As expected, the SNP frequencies were lowest in the coding region (1:157), moderate in the intron (1:130), and highest in the UTR (1:51). The result is consistent with the findings in other taxa (Ching et al. 2002; Salisbury et al. 2003). The average ratio of transition to transversion was 1.16:1 in almond, which is a low ratio compared to that in other species, 2.45:1 in human (Salisbury et al. 2003), and 1.53:1 in maize (Ching et al. 2002). Transition bias over transversion has been considered universal in the genome (Rosenberg et al. 2003; Wakeley 1994) although contrary results have been described in grasshopper pseudogenes (Keller et al. 2007). The occurrence of transition bias has been considered to be partially due to cytosine methylation (Shen et al. 1994). Therefore, the low transition bias may reflect low methylation levels in the almond genome, and this could be significant because of the role of methylation in epigenetics and imprinting (Martienssen and Colot 2001).

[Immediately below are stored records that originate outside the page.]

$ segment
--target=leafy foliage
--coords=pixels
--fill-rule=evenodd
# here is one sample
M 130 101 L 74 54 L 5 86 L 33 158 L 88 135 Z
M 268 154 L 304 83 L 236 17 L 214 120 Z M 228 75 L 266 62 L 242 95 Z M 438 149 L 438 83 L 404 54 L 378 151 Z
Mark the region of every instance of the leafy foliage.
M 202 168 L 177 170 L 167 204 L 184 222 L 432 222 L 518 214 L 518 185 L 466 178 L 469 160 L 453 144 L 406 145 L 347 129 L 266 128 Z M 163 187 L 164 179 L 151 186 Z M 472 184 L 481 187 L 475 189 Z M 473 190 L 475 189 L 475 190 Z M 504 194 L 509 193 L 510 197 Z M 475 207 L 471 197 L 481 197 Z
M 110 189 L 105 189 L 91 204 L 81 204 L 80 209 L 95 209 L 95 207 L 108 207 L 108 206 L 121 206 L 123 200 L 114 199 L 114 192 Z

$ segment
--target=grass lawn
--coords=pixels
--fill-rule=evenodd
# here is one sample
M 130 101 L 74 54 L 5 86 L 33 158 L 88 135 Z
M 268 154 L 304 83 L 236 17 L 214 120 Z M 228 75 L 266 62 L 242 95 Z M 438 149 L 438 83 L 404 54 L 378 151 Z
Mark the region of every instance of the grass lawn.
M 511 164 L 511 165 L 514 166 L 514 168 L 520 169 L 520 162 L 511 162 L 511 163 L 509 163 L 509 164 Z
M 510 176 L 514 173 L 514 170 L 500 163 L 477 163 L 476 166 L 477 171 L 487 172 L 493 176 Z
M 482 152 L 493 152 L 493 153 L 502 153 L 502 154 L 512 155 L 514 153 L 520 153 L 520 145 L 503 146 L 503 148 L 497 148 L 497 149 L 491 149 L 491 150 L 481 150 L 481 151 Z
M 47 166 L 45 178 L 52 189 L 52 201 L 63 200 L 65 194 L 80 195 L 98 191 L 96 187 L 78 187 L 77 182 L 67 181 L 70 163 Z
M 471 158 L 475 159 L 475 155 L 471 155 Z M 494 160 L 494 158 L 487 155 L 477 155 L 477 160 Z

Similar to the previous observations, the UTR sequences showed the highest variation, while the coding region showed the lowest (Ching et al. 2002; Salisbury et al. 2003). Despite the mean transitional bias, we observed the transition to transversion ratio is low (1:0.78) in the UTR regions. As the sample of UTR sequences were small (1630 bp with 32 SNPs), this result is not yet conclusive.

The genotyping data from HRM analysis was used to investigate the relationships between almond cultivars. The panel of 17 genic fragments including SNPs, INDELs and a microsatellite can discriminate all the cultivars between each other except Price and Pethick Wonder as they have a very close relationship (Woolley et al. 2000). The clustering tree, however, was not able to define the precise relationships between the groups of cultivars as the bootstrap values were small at higher hierarchy levels. To define the precise relationships between groups, an increased number of SNPs or a combination of different marker types is needed. Woolley et al. (2000) and Xie et al. (2006) fingerprinted and constructed dendrograms of almond cultivars from different countries using RAPD and SSR markers. In the present study, most cultivars with common origins were clustered in groups, and showed similar relationship patterns. This is in agreement with previous findings (Woolley et al. 2000; Xie et al. 2006) but we formed smaller groups. The PIC average value was 0.31, and this corresponds to the heterozygosity index of Nei (1987). This indicates high heterozygosity of this panel of SNPs and therefore they are valuable markers for map constructions in almond populations.

HRM has been applied rapidly in SNP detection, mostly in diagnostic analysis and scanning for mutations in genes causing human diseases. We have shown this approach to be equally valuable in plant SNP discovery and identification. The advantages of the technique include low cost, simplicity, high-throughput capability and accuracy. While many high-throughput SNP detection approaches such as SNP microarray are cost efficient for whole genome scan in the species where genome-wide SNP information is available, it is expensive to assay small amount of SNPs using those methods. It is demonstrated that HRM is a feasible means for such assay. As increasing DNA sequence information becomes available for species such as almond, HRM will be a valuable method for SNP detection and genotyping. This is particularly useful in plant cultivar identification, genetic mapping, QTL analysis, diagnosis of pathogenic species, and gene discovery. Furthermore, data produced from HRM analysis is portable and therefore not only feasible for interrun genotype comparison but also for library based database construction (Stephens et al. 2008). This feature may facilitate international collaborative efforts using SNP based genotyping and therefore genetics and biodiversity studies by using HRM analysis.